In Thermos Hong Kong Limited v Doshi Ironmongers Limited (Civil Appeal (Application) E013 of 2021) [2022] KECA 544 (KLR), the Kenyan Court of Appeal had to determine whether a party had a second right to appeal an appellate decision from the High Court in relation to a trade mark dispute.

To recap, this case was first heard by the Assistant Registrar ("the Registrar") who agreed to restore the trade mark THERMOS assigned to Thermos Hong King Limited ("Thermos"). On the strength of this restoration, Thermos opposed the application to register the mark THERMOS in the name of Doshi Ironmongers Limited ("Doshi"). Doshi defended the application but was unsuccessful.

Doshi subsequently appealed to the High Court which upheld the appeal and concluded that, after the Registrar had issued its decision, it became functus officio and that the matter must have then been reviewed by a Court. Thermos sought to appeal this decision before the Court of Appeal.
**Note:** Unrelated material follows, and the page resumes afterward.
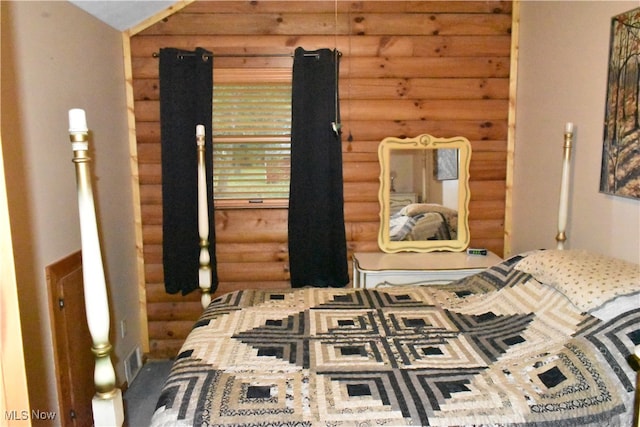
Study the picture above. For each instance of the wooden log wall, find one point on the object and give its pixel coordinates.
(408, 67)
Doshi objected to the filing of the appeal before the Court of Appeal on the basis that Thermos had no right to appeal to the Court of Appeal in terms of section 21(6) of the Trade Marks Act and Rule 117 of the Trade Mark Rules. Section 21(6) of the Trade Marks Act provides that the decision of the Registrar, relating to the opposition to registration of a trade mark "shall be subject to appeal to the court". Doshi argued that "the court" in this instance referred to the High Court and not the Court of Appeal and that Thermos did not have a second right of appeal to the Court of Appeal.

In response, Thermos argued that its right of appeal was in terms of section 72 of the Civil Procedure Act and cited a case in which this court had permitted a second appeal to be filed in a trade mark dispute on the basis of the same section. It further argued that the Trade Marks Act did not expressly exclude the possibility of a second appeal being filed from the High Court in respect of a decision made by the Registrar.

The Court of Appeal agreed with Thermos that there was no express provision in the Trade Marks Act that prevented a second appeal from being filed from the decision of the High Court. It further held there was no evidence that suggested that the legislature had intended for section 21(6) of the Trade Marks Act to make the High Court the court of last resort in matters relating to the registration of trade marks. It held that Thermos had shown that its right of appeal was well founded in law. The application was dismissed with costs.

The decision confirms that appellate trade mark decisions from the High Court in Kenya may be further appealed to the Court of Appeal. Not only does the Court have jurisdiction to hear such a case, but there is a right of appeal enshrined in statute.